İşgücü kaybı neden en çok İK’yı etkiler?
Çalışanlar şirketten ayrıldığından onlarla birlikte bilgileri ve becerileri de kaybedilmiş olur. Bu bilgi ve becerilerin tümü, organizasyonun hedeflerine, kârına ve performansına katkıda bulunulmasına neden olur. İşgücü devri verimlilik kaybı ve çalışanların moralinin bozulması durumunu da beraberinde getirir. Aynı zamanda, İK ve saha yöneticilerinin belli konularda daha fazla zaman harcamasını da gerektirir: Halihazırdaki işlerin yeniden organize edilmesi, pozisyonu dolduracak yeni kişiler için kaynak ayrılması, adayların mülakatı, önerilerin hazırlanması ve yeni çalışanların yeni pozisyon/organizasyon kültürüne oryante edilebilmesi gibi…
İK profesyonelleri, işgücü devrinin organizasyon üzerindeki bütünsel etkisini anlayabilmek konusunda benzersiz bir pozisyonda bulunur. Kendi departmanlarındaki bilgilerle sınırlı kalan ve paylaşılmayan işgücü devir oranı verilerine ulaşma imkânı olmayan diğer yöneticilerden farklı olarak, İK profesyonelleri şirket trendlerini görebilir ve işgücü devir oranı modellerini değerlendirebilir.
Bu bakış açısı, İK profesyonellerinin işgücü devir oranının organizasyona getirdiği aşırı maliyeti gözlemleyebilmesini sağlar.
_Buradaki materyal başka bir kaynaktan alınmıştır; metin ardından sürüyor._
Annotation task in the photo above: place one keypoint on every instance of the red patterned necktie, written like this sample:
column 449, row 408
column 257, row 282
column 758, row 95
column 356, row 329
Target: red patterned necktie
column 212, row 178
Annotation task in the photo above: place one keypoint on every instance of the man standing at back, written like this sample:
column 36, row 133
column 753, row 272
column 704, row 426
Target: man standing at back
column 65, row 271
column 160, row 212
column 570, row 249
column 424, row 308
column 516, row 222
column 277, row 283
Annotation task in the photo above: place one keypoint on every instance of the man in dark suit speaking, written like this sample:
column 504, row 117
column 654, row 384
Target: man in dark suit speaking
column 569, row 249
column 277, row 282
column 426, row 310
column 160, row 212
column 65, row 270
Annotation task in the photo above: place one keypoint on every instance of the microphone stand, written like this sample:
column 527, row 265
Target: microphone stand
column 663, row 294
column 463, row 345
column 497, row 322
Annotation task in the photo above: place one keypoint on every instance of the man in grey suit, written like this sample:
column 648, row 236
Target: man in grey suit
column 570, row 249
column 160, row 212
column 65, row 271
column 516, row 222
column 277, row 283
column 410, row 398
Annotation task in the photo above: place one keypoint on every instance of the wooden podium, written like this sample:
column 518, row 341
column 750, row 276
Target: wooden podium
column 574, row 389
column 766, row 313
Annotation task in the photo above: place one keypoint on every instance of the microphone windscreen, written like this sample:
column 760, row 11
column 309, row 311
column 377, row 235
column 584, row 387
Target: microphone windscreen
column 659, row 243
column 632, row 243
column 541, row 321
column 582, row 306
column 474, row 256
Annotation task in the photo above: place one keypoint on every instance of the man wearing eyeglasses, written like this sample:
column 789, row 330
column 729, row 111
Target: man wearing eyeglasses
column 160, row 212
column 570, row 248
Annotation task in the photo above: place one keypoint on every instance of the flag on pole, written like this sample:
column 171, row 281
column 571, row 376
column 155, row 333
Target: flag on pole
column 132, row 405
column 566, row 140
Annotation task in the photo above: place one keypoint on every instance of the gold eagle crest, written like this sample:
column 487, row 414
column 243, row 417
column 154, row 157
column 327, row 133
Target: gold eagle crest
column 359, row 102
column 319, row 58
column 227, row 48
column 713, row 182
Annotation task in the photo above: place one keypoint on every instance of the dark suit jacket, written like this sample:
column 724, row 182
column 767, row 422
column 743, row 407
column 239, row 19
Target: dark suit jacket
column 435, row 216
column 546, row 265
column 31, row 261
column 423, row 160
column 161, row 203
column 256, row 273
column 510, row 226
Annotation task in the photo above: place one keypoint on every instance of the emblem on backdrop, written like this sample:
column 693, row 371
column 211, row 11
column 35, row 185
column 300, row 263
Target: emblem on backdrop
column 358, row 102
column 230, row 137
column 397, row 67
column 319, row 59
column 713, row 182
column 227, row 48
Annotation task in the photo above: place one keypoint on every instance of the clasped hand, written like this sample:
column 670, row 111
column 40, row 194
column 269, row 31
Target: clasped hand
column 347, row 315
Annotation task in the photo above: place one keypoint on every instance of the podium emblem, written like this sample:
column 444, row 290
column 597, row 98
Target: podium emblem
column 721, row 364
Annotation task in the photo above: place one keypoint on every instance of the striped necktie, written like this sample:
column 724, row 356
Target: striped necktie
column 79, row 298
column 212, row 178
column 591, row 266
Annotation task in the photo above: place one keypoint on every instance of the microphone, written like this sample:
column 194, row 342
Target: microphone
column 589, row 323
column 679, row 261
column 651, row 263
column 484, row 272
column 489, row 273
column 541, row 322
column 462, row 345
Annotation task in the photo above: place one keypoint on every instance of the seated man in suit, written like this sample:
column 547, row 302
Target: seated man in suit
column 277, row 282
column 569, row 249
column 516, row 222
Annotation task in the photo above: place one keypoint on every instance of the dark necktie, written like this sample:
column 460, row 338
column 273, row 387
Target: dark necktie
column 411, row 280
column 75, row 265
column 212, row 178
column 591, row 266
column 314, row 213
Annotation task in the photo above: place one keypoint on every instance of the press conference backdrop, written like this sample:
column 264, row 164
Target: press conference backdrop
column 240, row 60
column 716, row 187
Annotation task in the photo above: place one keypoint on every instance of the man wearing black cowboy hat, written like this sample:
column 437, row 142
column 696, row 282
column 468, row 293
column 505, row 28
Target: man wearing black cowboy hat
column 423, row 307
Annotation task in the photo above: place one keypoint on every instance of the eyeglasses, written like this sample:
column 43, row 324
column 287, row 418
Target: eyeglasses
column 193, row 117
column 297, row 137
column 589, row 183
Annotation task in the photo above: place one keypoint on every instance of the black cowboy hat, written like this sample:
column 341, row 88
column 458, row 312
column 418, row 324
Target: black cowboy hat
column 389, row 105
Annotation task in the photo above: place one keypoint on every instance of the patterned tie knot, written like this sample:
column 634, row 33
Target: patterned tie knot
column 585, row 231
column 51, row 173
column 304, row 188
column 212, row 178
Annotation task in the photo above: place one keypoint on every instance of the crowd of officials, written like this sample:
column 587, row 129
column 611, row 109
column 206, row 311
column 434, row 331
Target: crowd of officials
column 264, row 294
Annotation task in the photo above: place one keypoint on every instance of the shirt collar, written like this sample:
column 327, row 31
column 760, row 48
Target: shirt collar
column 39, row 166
Hatta mümkün olduğu durumlarda, İK profesyonelleri sorunun temel nedenlerini öğrenerek olası çözüm önerilerinde bulunabilir. Ancak tıpkı pazarlama, muhasebe, AR&GE ve diğer disiplinlerin yöneticileri gibi, İK profesyonellerinin de sadece işgücü devir oranı rakamlarını (artış ya da azalış oranları gibi…) iletişime açmaları yeterli olmaz.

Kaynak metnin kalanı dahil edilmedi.